Abstract
Hyperhomocysteinaemia is associated with chronic obstructive pulmonary disease (COPD). However, the relationship between plasma homocysteine (Hcy) levels and spirometric measures has not been investigated in a general population. We aimed to determine whether Hcy levels are predictive for a rapid decline in lung function among healthy current smokers.
Blood sampling and spirometry were performed on subjects (n=3,257), participating in a community-based annual health check in Takahata, Japan, from 2004 to 2006. Spirometry was re-evaluated in 147 male current smokers in 2009.

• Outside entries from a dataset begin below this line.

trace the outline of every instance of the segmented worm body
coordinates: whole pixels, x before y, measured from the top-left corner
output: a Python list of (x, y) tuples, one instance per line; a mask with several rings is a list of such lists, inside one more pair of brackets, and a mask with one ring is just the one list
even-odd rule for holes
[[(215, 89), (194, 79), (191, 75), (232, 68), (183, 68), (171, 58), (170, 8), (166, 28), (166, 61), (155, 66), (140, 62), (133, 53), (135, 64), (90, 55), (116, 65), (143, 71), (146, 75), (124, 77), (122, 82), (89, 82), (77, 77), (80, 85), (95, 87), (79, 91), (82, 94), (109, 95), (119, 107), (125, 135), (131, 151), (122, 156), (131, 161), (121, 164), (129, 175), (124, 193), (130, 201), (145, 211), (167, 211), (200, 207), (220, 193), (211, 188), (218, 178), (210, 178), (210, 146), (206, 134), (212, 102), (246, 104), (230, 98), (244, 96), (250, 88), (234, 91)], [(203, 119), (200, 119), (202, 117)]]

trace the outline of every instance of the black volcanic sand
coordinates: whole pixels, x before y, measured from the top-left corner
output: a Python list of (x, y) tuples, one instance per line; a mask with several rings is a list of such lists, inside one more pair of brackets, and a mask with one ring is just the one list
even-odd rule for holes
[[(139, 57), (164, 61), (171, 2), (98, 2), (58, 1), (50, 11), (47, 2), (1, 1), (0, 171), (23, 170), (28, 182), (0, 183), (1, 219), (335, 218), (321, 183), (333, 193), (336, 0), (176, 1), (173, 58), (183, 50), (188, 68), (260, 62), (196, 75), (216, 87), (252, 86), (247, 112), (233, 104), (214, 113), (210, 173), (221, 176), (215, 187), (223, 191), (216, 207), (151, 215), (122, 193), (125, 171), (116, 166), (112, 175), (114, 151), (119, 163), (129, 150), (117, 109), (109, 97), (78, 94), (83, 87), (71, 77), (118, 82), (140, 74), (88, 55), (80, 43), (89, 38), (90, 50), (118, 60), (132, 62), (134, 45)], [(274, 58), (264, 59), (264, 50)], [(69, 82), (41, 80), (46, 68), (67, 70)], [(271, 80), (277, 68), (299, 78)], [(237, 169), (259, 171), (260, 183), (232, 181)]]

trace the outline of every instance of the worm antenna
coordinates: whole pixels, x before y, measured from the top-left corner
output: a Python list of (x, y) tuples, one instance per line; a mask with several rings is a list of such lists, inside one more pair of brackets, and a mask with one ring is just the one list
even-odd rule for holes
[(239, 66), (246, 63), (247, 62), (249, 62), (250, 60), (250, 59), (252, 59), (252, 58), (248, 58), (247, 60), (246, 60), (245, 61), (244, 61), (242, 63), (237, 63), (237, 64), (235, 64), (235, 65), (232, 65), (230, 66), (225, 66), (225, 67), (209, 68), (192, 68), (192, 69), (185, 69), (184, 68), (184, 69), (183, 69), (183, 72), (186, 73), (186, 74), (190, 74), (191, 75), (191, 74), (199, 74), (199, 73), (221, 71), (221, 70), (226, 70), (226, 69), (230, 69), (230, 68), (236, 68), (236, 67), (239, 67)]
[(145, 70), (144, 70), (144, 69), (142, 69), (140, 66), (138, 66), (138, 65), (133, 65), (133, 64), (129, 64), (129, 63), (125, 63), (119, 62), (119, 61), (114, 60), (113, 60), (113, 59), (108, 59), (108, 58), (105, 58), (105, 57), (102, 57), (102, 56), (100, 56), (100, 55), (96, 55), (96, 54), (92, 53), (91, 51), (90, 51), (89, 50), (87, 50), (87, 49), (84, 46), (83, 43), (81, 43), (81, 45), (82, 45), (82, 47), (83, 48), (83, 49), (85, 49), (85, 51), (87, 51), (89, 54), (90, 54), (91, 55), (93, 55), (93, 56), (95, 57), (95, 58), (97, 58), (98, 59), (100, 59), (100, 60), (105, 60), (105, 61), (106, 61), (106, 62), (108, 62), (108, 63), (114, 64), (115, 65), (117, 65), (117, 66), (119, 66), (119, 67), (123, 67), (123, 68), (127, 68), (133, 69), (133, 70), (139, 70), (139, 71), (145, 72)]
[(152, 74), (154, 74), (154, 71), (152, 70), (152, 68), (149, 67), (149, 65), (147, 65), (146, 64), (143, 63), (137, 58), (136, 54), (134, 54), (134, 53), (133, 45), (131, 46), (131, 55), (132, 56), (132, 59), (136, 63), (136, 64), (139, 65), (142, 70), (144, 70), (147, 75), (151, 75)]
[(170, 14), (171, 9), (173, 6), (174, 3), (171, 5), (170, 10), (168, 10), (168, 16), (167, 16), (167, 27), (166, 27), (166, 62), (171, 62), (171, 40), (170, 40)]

On initial assessment, percent predicted forced vital capacity (%FVC) and forced expiratory volume in 1 s (%FEV1) correlated inversely with Hcy levels, and were predictive for Hcy levels, independent of various clinical factors. Hcy levels were higher in subjects with restrictive, obstructive, or mixed ventilatory disorders. Additionally, Hcy levels were higher in subjects with mixed ventilatory disorders, compared with restrictive or obstructive disorders. On follow-up, subjects showing a decline in FEV1 had higher Hcy levels than those who did not. Logistic regression analysis indicated that Hcy levels were predictive for a decline in FEV1.
%FVC and % FEV1 were significantly associated with Hcy levels, and hyperhomocysteinaemia predicted the annual rate of decline in FEV1 among male smokers.